Pour les personnes présentant un risque élevé d’infection par une IST, l’exposition aux antibiotiques devrait déjà être une préoccupation : Des injections répétées de pénicilline, ainsi que des antibiotiques empiriques pour couvrir une infection potentielle par la gonorrhée et la chlamydia, peuvent s’additionner. Craig a certainement vu sa part d’antibiotiques pour le traitement de son IST ; la doxycycline post-coïtale serait-elle pire ?
Oui, la résistance aux médicaments antibiotiques est une réelle préoccupation. Dans le document de synthèse, les auteurs experts soulignent que pour la gonorrhée, ce train a déjà quitté la gare : Les données ont montré des niveaux élevés de résistance déjà présents aux tétracyclines, ce qui exclut l’utilisation de ces agents. Pour la chlamydia, on comprend moins bien la résistance aux médicaments, ou la corrélation entre les résultats des tests de résistance et la probabilité d’une réponse clinique. Ce qui est plus préoccupant, c’est que la doxycycline périodique pourrait modifier la sensibilité de Mycoplasma genitalium, une cause courante d’urétrite non gonococcique chez les hommes, ainsi que parmi les organismes commensaux, y compris ceux qui peuvent causer des maladies.

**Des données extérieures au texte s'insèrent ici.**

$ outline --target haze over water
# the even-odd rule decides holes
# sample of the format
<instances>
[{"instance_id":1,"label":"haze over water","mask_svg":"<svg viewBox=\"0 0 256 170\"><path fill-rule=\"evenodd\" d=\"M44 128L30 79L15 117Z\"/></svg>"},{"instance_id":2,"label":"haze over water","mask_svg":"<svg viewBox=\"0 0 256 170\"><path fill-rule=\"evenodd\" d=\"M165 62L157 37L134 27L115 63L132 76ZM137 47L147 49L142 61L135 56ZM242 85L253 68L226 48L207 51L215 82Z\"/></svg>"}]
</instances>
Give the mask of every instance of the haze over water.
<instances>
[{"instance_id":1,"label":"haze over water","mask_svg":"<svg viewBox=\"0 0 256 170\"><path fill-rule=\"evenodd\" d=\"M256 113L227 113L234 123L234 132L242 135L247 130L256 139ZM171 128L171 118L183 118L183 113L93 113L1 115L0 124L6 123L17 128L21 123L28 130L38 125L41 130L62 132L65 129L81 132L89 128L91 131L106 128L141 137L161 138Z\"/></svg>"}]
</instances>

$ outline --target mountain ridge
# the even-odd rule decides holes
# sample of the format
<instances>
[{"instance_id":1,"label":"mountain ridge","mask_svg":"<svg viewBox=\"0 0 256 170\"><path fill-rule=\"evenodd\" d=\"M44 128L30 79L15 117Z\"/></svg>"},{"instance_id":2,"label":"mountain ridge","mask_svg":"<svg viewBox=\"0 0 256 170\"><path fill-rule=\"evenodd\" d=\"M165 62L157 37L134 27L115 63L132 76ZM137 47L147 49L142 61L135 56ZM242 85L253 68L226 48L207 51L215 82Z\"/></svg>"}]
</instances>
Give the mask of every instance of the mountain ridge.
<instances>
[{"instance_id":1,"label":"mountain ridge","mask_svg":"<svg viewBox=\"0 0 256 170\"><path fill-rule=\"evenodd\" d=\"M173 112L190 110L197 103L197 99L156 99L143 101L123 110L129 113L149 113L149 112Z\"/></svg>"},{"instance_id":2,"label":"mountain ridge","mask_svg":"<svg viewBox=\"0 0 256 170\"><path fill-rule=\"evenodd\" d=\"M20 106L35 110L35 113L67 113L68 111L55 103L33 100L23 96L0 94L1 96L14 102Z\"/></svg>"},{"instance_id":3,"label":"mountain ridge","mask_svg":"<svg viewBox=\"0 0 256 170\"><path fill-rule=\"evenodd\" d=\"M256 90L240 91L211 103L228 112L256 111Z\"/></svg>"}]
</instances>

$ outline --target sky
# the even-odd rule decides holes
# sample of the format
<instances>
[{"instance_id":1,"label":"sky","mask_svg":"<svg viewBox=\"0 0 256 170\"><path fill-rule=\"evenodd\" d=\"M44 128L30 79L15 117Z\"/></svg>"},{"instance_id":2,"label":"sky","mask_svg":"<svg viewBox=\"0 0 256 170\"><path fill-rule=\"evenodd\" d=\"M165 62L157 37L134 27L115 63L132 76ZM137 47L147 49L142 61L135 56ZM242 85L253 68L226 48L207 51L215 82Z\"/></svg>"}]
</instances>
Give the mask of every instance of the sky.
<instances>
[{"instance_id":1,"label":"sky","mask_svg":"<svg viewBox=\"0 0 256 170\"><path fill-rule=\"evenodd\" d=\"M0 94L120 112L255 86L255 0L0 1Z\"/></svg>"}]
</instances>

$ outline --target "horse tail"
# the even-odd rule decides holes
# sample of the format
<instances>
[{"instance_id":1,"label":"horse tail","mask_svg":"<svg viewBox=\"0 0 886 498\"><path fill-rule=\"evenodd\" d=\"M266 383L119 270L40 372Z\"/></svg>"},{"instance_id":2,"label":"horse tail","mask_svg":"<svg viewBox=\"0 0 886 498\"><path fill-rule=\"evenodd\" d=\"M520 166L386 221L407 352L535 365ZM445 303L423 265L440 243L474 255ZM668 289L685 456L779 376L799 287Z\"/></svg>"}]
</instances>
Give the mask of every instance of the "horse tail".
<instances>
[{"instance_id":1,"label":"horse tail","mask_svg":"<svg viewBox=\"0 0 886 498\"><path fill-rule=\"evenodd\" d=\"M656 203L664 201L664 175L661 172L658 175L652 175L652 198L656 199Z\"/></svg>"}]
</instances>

En somme, il y a des risques et il y a des avantages. Pour Craig, dont les fesses commençaient à sentir le dépôt d’antibiotique sur lequel il était assis, les seconds l’ont emporté sur les premiers : il est reparti avec une ordonnance de doxycycline, des instructions écrites détaillées sur la façon de l’utiliser et des recommandations pour un bon écran solaire au cas où il provoquerait une photosensibilité.